None of the authors has any conflicts of interest to disclose.

Figures

**Figure 1.. High P_i reduces spark frequency.**
A, representative xt images in a typical experiment. Reference images are shown before and after perfusing the fibre with solutions containing different P_i concentrations. Some sparks are identified by an arrow. B, summary of the same experiment, showing Ca²⁺ spark frequency at various [P_i]. Each bar represents average frequency in 10 consecutive images. The fibre was exposed to three P_i concentrations, intercalated with reference solution as indicated by the horizontal bars. Symbols represent averages in each solution. Error bars represent S.D.

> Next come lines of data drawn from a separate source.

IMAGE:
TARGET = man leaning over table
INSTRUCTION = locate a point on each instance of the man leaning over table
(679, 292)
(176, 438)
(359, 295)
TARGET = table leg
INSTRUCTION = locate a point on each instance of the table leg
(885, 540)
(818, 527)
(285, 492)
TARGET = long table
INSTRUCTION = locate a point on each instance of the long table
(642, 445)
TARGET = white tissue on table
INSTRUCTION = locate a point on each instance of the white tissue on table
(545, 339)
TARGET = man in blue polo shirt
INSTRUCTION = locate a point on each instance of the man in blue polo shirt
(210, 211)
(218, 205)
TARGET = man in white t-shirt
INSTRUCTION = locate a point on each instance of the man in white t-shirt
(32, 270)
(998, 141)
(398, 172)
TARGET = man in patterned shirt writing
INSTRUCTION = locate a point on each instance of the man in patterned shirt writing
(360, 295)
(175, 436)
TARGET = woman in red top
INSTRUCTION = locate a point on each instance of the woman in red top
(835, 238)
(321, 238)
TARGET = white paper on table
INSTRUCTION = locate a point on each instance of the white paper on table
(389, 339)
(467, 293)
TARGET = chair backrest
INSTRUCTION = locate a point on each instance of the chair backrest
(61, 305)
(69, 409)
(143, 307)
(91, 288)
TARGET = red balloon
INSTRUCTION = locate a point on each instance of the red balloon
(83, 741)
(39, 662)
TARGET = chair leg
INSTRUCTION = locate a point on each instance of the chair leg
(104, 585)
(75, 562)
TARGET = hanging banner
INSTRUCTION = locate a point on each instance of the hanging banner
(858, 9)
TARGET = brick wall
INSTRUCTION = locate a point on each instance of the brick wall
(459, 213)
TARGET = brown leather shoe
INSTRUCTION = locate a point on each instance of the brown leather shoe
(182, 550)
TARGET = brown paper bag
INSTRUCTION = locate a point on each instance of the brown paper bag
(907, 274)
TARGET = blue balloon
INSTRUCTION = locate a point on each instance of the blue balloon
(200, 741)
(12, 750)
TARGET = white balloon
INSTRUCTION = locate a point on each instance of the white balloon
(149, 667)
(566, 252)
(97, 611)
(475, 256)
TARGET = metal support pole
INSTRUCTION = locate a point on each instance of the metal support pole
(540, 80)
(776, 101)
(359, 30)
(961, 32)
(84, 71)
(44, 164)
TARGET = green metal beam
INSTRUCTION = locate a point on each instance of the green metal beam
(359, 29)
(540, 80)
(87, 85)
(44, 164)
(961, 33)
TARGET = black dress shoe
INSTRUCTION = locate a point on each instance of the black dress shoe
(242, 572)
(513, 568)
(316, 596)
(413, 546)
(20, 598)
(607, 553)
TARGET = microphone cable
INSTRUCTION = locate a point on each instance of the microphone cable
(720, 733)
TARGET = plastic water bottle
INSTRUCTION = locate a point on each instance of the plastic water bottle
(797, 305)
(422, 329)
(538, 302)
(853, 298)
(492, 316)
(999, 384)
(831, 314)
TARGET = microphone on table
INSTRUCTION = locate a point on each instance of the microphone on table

**Figure 2.. Effect of P_i on Ca²⁺ spark frequency.**
Spark frequency was measured at different [P_i] as described in Methods and normalized to the value in reference solution. Bars represent mean value, circles represent individual measurements. Note opposite effects of P_i at low or high concentrations. Other spark morphology parameters are listed in Table I. The effect is statistically significant for [Pi] 2, 5, 7.5, 30, 55 and 80 mM. Number of fibres in each concentration is indicated in table I. Error bars correspond to S.D.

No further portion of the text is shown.